Which is why we’ve got this set to test, all those braking and acceleration bumps will certainly put it to the test.
Read our explainer article on the WP XPLOR Enduro range: WP Suspension guide – the XPLOR Enduro range explained
Tough times ahead
The Hawkstone weekend consists of a Sprint race on Saturday followed by a three-hour Cross-Country on the Sunday. It’s a tough time for rider and bike so the standard practice is to run through the nuts and bolts around the engine and chassis to check everything is tight.
Fluids: check. Brake pads: nearly new, check. Spokes tight: check.
We’ve talked about the XC Gear bar mount before in test mule reports and it’ll be a must to help absorb some of those bumps in the Sunday race. We’re sticking with the Enduro Engineering handguards or roost deflectors too which have proved themselves this year so far. They bolt on the existing lever perches and twist on their own pivot point if you hit something. That means they’ll knock back in place dead easily when I drop it!
Dunlop EN91 tyres
This event is our chance to test out the Dunlop EN91 tyres properly. Since the tyres were launched they’ve proved a success at world level, not least by taking Team USA to ISDE victory in 2019 but this will actually be our first chance to test them properly.

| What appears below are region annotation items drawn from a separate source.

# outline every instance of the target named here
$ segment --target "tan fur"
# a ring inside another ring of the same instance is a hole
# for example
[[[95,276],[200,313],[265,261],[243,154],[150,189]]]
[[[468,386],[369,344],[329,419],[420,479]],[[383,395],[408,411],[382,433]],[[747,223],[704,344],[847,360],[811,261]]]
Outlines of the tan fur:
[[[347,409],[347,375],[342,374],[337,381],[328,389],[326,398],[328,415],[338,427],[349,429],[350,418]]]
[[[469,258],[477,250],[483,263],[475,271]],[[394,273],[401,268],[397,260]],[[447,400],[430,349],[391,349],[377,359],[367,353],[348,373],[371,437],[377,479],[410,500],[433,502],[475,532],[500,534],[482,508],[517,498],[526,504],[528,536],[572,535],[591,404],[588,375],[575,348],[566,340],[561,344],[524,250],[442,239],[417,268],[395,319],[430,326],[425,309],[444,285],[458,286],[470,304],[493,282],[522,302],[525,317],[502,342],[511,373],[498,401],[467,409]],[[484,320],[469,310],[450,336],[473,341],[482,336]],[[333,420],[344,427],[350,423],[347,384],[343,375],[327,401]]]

Hawkstone Park is a famously sandy track but the enduro loops in the trees has some really loamy, leaf mould dirt with plenty of roots and some big sandstone rocks. It’s fair to say the EN91s will have a thorough test.
The WESS 350F comes with the KTM Power Parts front disc guard as standard but we’ve also added the Power Parts rear brake caliper and brake disc guard for this event. The rocks in the hills at this venue are big and the rear brake disc is vulnerable to them as the ruts and holes in between dig out. For the same reason we’ve upgraded the stock plastic sump guard for an aluminium one – again this is the KTM Power Parts tidy aluminium one.
Around the other side of the rear wheel, we’ve swapped out the stock chain guide for an AXP part we had in our parts box. It is a little used and came from our previous test mule but the beefier part protects the Supersprox steal tooth rear sprocket – another must for this sandy track which eats soft sprockets.
With 30 hours on the clock now this bike is well and truly bedded in and we’ve changed the oil a couple of times already. But a hard weekend ahead means a fresh batch went inside the 350’s engine. We’ve stuck with the stock recommended oil for the bike, Motorex Cross Power 4T 10W/50 JASO M2.
Fresh air (filter)
Last time out on the bike, a bone dry three hour XC race, the dust was unbelievable, truly as bad as it gets. The filter afterwards showed the effects of three hours sucking in clouds of powder. If ever you needed proof for fitting a well-prepped, good quality air filter this was it.
FunnelWeb Filters’ Pro Line using their own filter oil is race tested not just by us but in GNCC, ISDE, and EnduroGP. This stuff keeps bikes running in the worst conditions.
A couple of grip donuts to help with the blisters and a front grab strap just in case those steep rocky climbs catch us out and she’s ready and set for one big weekend. Bring it on.